Scientists have discovered yet another life-giving treatment for disease using adult stem cells, while the number of substantial medical breakthroughs from life-taking embryonic stem cell research remains essentially zero.
Neuromyelitis optica (NMO), also known as Devic’s disease, causes the immune system to react against the body’s own cells in the central nervous system, particularly the eyes and spinal cord. Those who contract the disease usually lose their eyesight and ability to walk within five years.
Stem cells are the body’s cell factories, aiding in growth and damage repair. In a study published Oct. 2 in Neurology, researchers from Northwestern University and the Mayo Clinic tested a new adult stem cell treatment on 12 people with NMO. They drew hematopoietic stem cells (also known as blood stem cells) from the patient’s bone marrow or blood. Then they used chemotherapy to shut down the patient’s malfunctioning immune system. When they transplanted the stem cells back into the patient’s body, the immune system restarted from scratch.

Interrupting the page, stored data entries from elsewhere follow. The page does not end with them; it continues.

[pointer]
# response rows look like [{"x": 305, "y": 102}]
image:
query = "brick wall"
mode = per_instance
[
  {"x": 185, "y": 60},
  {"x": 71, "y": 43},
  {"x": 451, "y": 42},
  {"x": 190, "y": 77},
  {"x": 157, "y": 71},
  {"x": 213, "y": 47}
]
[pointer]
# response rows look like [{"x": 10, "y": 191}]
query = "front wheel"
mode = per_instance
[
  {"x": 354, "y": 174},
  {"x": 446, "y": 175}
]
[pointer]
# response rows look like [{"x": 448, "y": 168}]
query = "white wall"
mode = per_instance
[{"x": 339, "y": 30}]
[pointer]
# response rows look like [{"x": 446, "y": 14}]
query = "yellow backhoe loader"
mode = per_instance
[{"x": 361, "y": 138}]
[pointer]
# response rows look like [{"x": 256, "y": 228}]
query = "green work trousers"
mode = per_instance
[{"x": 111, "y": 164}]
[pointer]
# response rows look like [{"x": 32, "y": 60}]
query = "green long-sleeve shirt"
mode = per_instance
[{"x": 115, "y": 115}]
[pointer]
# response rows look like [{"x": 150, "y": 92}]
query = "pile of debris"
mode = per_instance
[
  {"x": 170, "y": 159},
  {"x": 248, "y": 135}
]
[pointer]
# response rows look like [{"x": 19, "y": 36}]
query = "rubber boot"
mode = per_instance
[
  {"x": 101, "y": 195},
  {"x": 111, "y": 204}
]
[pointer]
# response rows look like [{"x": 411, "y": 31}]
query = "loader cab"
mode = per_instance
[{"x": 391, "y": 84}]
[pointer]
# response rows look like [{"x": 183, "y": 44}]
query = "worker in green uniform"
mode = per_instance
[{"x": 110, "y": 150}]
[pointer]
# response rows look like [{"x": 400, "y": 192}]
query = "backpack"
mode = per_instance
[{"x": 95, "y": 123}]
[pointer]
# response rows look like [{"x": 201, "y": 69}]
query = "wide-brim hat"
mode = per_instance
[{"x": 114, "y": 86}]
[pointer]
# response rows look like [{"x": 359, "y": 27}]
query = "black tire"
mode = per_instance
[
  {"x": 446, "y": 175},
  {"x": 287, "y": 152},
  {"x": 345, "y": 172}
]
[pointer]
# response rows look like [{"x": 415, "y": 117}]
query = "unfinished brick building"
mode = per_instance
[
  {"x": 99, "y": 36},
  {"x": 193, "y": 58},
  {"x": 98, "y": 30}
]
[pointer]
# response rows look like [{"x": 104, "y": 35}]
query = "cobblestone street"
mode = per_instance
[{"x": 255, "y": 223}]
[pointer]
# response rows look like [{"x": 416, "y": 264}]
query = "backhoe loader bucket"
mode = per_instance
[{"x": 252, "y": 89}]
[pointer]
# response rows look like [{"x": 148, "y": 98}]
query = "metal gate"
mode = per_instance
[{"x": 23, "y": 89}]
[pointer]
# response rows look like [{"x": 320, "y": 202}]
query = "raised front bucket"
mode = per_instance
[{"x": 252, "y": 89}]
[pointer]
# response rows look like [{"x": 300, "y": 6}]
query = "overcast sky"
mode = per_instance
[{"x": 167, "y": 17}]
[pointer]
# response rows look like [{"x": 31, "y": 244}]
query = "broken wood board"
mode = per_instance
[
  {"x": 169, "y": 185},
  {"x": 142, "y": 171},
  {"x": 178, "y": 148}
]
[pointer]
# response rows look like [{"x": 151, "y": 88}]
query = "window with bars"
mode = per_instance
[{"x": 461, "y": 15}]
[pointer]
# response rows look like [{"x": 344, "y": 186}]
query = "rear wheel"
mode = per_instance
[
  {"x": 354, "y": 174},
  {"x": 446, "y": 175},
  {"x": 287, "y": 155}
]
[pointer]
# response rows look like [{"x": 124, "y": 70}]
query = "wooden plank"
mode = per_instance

Of the 12 patients, only two relapsed after five years and had to go back to drug therapy. The rest remained well at the five-year mark after the transplant, avoiding expensive treatments that could cost up to $500,000 a year. Additionally, the patients’ blood showed no evidence of the genetic marker AQP4 that is associated with NMO activity.
“No prior therapy has caused AQP4 to consistently disappear or allowed patients to become treatment-free,” said lead author Richard Burt, a professor of medicine and chief of immunotherapy and autoimmune disease at Northwestern University’s Feinberg School of Medicine.
The successful NMO therapy provides another example of adult stem cells successfully treating debilitating diseases without the need to kill embryos to harvest their stem cells. Embryonic stem cell research was once thought to hold great promise for regenerative medicine because stem cells from embryos can turn into any cell in the body. But the research destroys the embryos.